Whatever, we know what happens next.  Nine of the ten who get healed go merrily on their way, perhaps heading downtown to the local singles bar now that they look good, but one returns to praise God and thank Jesus.  I like to believe that this one person had lost all faith in God.  She was once committed, but became deeply uncommitted.  And through the miracle of her healing, she came to recommit herself to God.

None of this is really very deep.  The single point that I want to pull out of it is that, in the life of a believer, there is a difference between commitment and recommitment.  Not for nothing are we Seekers asked to recommit once a year.  I take this invitation to mean not only a recommitment to Seekers Church, but a reaffirmation of my lifetime Christian commitment.

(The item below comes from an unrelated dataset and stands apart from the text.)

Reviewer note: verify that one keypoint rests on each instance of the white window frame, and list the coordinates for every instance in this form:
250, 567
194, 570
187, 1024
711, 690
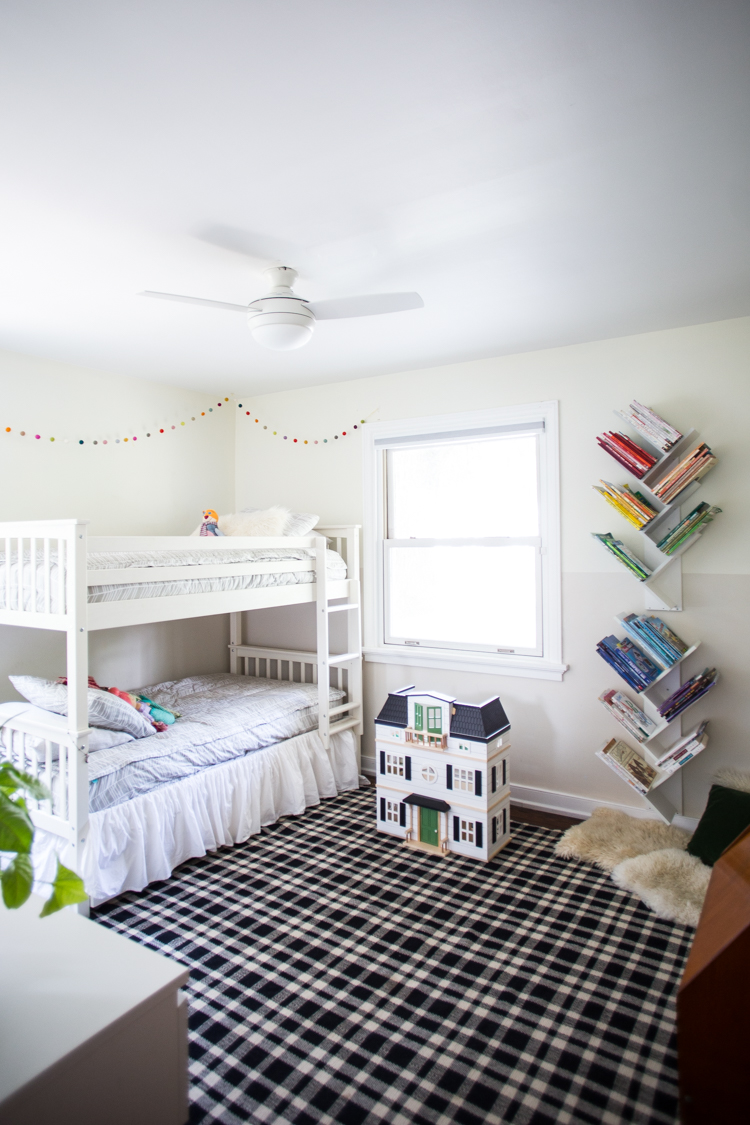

Probably my model for this is the first spiritual way of life I ever had, the Twelve Steps of Alcoholics Anonymous.  The 3rd step says, “We made a decision to turn our will and our lives over to the care of God as we understood him.”  (By the way, the phrase “as we understood him” was italicized by the founders of AA to emphasize that each individual member should choose their own idea of God.  Thus, my God, among other characteristics, is not gendered, but I’ve left the AA language as it is.)  Almost everyone I know with long sobriety in AA agrees that this 3rd step is really the template for a lifelong habit or process of spiritual recommitment.  In other words, you may have a first tremendously powerful moment when you acknowledge the presence of God in your life – I certainly did – but the Step is not over and done with.  There is a more or less constant need for recommitment, for turning my will and life over, again and again, to the care of God.  Why is this?  Because I am human, and I forget, and I am still prompted by habits learned long before I became a Christian.  Particularly in the matter of self-will, I find that I take back my own will from God on virtually a daily basis.  As one of my early sponsors used to say, “I’m fine with letting God take care of all the day-to-day stuff, but when something really difficult or important comes along, it’s time to call in the expert: me!”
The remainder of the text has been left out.